Step 1: Differentiate Between LGWR I/O and CPU Bottlenecks
Compare the average wait time of log file sync against the log file parallel write wait event (which tracks the actual time LGWR spends writing to disk).
  • Scenario A: Both log file sync and log file parallel write are high.
    • Meaning: The bottleneck is physical disk I/O. Your storage subsystem cannot write the redo data fast enough.
  • Scenario B: log file sync is high, but log file parallel write is very low.
    • Meaning: LGWR is writing to disk quickly, but there is a delay in communication, or the OS is suffering from CPU starvation, preventing LGWR from getting scheduled quickly.
Step 2: Evaluate Application Commit Frequency
Examine the Instance Activity Stats section of your AWR report. Check the ratio of user commits + user rollbacks relative to the total transaction volume.
  • If your application issues a COMMIT after every single row insert inside a loop (row-by-row processing), it forces LGWR to work constantly, causing a massive backup.
Step 3: Check for High OS CPU/Memory Utilization
If the server hosting the database is running at 100% CPU capacity, the operating system cannot allocate CPU cycles to the LGWR process in a timely manner. This delays the confirmation signal sent back to the user session.
Practical Solutions to Fix 'log file sync'
1. Optimize Storage Performance (Fixes Physical I/O)
  • Move Redo Logs to Fast Disk: Relocate your online redo log files to your fastest available storage (SSD, NVMe, or flash storage arrays).
  • Avoid RAID 5: Never place online redo logs on a RAID 5 configuration due to the parity write penalty. Use RAID 1+0 (Mirroring + Striping) instead.
  • Isolate Redo Disk Groups: Ensure redo log disks are separate from data files or archive log destinations to avoid I/O contention.
2. Tune Application Logic (Fixes High Commit Frequency)
  • Implement Batch Commits: Modify application code to use array processing and commit in batches (e.g., every 1,000 or 10,000 rows) rather than after every single row.

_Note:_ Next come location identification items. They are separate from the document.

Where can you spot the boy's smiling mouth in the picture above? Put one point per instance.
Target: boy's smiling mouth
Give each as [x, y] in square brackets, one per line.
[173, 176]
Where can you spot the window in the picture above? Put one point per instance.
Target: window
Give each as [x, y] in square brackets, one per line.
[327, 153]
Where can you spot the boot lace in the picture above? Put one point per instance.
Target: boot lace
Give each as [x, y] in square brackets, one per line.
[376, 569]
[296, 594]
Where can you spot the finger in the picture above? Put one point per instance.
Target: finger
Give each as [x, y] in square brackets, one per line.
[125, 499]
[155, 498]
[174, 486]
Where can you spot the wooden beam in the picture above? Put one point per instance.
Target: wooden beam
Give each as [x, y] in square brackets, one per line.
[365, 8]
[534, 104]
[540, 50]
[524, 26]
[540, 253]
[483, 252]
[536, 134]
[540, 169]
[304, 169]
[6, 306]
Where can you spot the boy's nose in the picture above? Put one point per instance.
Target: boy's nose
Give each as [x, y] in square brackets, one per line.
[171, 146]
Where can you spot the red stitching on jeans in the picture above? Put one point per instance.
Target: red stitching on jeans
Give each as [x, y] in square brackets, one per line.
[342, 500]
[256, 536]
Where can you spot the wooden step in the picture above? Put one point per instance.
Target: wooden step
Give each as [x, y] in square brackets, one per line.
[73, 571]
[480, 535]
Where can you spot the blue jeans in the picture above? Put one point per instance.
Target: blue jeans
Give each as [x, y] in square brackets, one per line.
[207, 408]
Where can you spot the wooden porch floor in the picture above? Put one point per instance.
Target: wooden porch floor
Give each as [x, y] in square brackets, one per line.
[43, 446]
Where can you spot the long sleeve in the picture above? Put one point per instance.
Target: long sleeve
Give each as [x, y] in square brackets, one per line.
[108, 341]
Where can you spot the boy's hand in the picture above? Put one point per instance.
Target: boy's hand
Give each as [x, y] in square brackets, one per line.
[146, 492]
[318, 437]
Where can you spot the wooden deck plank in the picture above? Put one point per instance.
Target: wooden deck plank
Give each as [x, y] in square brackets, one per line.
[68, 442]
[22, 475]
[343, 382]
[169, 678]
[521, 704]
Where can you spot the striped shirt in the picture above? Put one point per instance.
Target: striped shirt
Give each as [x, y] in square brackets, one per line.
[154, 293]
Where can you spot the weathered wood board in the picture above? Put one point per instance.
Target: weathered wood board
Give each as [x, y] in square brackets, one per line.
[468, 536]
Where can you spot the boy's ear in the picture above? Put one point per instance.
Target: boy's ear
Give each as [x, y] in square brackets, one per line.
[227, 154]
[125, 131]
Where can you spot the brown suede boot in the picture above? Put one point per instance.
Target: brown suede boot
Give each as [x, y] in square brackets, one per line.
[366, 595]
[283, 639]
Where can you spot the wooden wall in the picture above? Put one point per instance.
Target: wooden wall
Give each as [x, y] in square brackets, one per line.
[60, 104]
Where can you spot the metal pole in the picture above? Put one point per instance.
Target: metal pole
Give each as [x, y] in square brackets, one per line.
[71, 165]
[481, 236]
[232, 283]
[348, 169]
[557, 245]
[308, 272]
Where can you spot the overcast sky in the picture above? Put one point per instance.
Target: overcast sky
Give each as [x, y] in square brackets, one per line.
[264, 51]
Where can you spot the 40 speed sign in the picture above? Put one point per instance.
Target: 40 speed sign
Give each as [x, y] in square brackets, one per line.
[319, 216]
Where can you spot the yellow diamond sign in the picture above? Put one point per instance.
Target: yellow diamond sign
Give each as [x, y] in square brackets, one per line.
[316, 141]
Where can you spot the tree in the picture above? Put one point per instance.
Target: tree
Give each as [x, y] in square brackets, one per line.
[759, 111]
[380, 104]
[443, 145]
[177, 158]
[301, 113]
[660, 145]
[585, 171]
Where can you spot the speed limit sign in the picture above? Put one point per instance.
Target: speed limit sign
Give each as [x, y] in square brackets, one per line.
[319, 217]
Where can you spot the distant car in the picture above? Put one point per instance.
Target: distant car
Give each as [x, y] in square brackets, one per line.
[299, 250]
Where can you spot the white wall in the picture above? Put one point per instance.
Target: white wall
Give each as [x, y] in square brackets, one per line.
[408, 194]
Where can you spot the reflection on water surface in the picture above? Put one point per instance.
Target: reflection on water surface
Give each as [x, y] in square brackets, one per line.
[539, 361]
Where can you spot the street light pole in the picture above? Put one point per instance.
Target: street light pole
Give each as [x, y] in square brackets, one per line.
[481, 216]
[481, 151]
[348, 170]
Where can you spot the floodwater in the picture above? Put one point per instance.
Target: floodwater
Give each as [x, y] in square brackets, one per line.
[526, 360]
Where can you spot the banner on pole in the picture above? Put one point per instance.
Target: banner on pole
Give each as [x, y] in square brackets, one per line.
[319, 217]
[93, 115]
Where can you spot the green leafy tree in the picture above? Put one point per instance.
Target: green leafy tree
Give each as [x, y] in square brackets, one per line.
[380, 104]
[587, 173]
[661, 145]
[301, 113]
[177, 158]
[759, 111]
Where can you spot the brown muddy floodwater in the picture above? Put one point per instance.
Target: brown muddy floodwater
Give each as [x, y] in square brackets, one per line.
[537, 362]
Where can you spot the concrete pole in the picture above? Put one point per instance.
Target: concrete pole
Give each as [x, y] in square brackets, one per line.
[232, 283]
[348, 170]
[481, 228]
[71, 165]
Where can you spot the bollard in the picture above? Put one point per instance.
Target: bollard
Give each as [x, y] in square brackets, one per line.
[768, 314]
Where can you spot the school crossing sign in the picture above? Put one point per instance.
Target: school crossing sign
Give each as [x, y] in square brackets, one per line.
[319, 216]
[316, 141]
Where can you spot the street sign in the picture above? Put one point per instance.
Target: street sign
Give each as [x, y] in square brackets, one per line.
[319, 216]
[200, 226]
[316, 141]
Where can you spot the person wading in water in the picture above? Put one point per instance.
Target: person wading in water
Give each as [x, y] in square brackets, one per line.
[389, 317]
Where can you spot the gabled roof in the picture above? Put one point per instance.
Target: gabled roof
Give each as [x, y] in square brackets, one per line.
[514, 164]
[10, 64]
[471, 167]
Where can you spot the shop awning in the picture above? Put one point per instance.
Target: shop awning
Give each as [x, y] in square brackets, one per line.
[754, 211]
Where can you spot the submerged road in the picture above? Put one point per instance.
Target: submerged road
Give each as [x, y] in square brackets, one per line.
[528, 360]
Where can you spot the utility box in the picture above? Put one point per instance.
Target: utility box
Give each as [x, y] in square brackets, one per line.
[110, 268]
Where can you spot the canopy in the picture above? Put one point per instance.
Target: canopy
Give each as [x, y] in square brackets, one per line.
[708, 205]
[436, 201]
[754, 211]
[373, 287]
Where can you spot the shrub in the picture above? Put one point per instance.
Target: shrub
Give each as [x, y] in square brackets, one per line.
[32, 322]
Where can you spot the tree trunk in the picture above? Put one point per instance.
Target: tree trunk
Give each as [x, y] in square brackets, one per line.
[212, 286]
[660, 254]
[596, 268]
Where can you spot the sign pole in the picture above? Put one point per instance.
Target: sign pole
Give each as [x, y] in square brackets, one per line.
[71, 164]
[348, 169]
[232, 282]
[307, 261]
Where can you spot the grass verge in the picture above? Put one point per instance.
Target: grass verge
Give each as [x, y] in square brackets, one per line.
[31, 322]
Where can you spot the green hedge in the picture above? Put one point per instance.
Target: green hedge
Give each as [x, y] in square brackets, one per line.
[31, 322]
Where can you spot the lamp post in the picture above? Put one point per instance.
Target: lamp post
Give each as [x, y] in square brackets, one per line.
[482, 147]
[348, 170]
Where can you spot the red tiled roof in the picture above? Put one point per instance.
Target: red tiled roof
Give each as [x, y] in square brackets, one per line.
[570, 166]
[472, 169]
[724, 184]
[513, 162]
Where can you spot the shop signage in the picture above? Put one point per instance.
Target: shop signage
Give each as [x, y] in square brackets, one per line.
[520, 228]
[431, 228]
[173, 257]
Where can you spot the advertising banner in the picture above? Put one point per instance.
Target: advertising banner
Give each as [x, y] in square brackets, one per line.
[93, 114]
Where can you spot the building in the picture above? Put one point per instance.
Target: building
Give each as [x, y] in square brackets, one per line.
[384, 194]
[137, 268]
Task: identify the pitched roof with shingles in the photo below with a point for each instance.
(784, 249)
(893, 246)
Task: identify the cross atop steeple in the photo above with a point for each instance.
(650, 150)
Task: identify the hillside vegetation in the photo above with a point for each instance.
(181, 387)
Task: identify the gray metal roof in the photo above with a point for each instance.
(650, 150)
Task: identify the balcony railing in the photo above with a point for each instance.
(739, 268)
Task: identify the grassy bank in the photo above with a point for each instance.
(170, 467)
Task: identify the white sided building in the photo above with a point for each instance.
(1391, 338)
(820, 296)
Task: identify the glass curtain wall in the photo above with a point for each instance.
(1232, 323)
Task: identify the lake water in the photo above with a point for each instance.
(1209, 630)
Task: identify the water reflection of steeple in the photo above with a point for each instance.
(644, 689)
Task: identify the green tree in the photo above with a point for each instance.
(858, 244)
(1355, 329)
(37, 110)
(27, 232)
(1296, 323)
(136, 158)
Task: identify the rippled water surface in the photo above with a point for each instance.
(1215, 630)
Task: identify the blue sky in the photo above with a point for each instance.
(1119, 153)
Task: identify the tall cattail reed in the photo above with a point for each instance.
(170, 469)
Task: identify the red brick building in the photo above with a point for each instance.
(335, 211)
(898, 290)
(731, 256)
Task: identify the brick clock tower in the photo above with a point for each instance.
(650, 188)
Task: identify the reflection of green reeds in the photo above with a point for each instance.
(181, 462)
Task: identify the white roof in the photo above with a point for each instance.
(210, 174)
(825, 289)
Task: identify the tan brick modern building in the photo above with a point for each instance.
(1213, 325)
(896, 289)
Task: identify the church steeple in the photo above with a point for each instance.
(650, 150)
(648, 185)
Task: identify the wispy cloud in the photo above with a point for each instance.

  • Use PL/SQL Collections: Utilize FORALL statements with the BULK COLLECT clause to reduce context switching and commit overhead.
3. Adjust Oracle Database Initialization Parameters
  • Log Buffer Size: Ensure your LOG_BUFFER initialization parameter is sufficiently sized (typically between 32MB and 128MB for modern systems) to prevent buffer allocation bottlenecks.
  • Asynchronous I/O: Verify that DISK_ASYNCH_IO = TRUE is enabled at the database instance and operating system levels to allow parallel processing.
  • Consider COMMIT_WRITE / COMMIT_LOGGING (Advanced): For non-critical, high-throughput batch loads where minor data loss during a crash is acceptable, you can dynamically alter your session settings:
    sql
    ALTER SESSION SET COMMIT_WRITE = 'BATCH,NOWAIT';


    Resolving log file sync wait events requires a balanced approach. Always start by comparing it against log file parallel write to quickly determine whether your solution lies in upgrading storage infrastructure or fixing inefficient application design. By optimizing commit frequencies and placing redo logs on highly responsive disks, you can unlock massive performance gains across your Oracle environment.